The first type of author is the “classic zombie story author”. The characters they write about aren’t that deep, there’s a lot of gore and a massive detail to survival and how to kill a zombie. This kind of zombie writing is still largely dominated by male authors. Some of these books can still have great plots and twists, but the majority is just the same survival scenario.
Second there’s the “alternative zombie stream”. These stories are usually a mix of new kinds of zombies and a very creative plot. Samples of this stream in movies are Waterborne and Zombie With A Shotgun. Although this hasn’t completely pushed through in the writing scene, there are a few first attempts in this. The zombies in these stories are frequently completely different from the classic zombie. They may be smart, fast and covering the line between zombie and regular monster.
This brings us to the subject at hand, The influence of female authors in the zombie scene. The third stream I’ve seen, is “zombies as a platform”. Here zombies are a platform to write about other events, or to base a story around.
It’s in this scene that the influence of women has greatly improved over the past years. At ZGM we get a lot of requests for reviews and it’s noticeable that there are a lot of women out there writing about zombies these days. A great example of this, is actually our first ever reviewed book, Zombie Days, Campfire Nights, by Leah Rhyne. Leah got out of her IT career to become a fulltime writer and started with writing a zombie book. It sets the perfect example of women, almost single handedly, creating this third stream in zombie literature.

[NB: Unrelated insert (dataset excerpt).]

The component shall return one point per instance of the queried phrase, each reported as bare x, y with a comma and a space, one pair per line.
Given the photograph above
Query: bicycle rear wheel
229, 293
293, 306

She writes about a couple of teenagers during the zombie apocalypse, losing their parents, being captured, concentration camps, medical experiments, dictators… You see? The zombies in this case are a metaphor for the Second World War. Being Jewish and wanting to write about emotions, characters and things she finds important, she found zombies to be a perfect platform to channel this energy.
That example defines the influence of women in the zombie scene. Most books written by female authors have deep characters, hidden messages and are actually a story to be told, needing a platform.
My thoughts on the origin of this stream are quite simple. The Walking Dead made the zombie genre take another turn. For the men, there’s blood, gore, death and decay. Not to mention guns and heroes. For the women, there’s emotion, soap like cliff hangers and of course, Daryl Dixon… This made The Walking Dead into an accessible family show, creating a new stream where zombies were a platform to tell stories.
Besides these three streams in zombie fiction and the role women played in picking up on the third stream and evolving it into a new kind of zombie fiction. There’s a huge difference in books written by men and women. Where men often want to show their knowledge of medicine, survival skills and how they would kill a zombie. Women expand their stories with in depth characters, longer dialogs and much more emotion.
Of course there are exceptions where men do really expand their characters and use zombies as a platform to channel their emotions and energy. And sure there are women who write gruesome horror stories, filled with blood and great detail to suffering. But from my experience, I conclude that the third stream, “zombies as a platform”, is dominated by female authors. Their influence as authors has given the zombie scene new life and more in depth stories.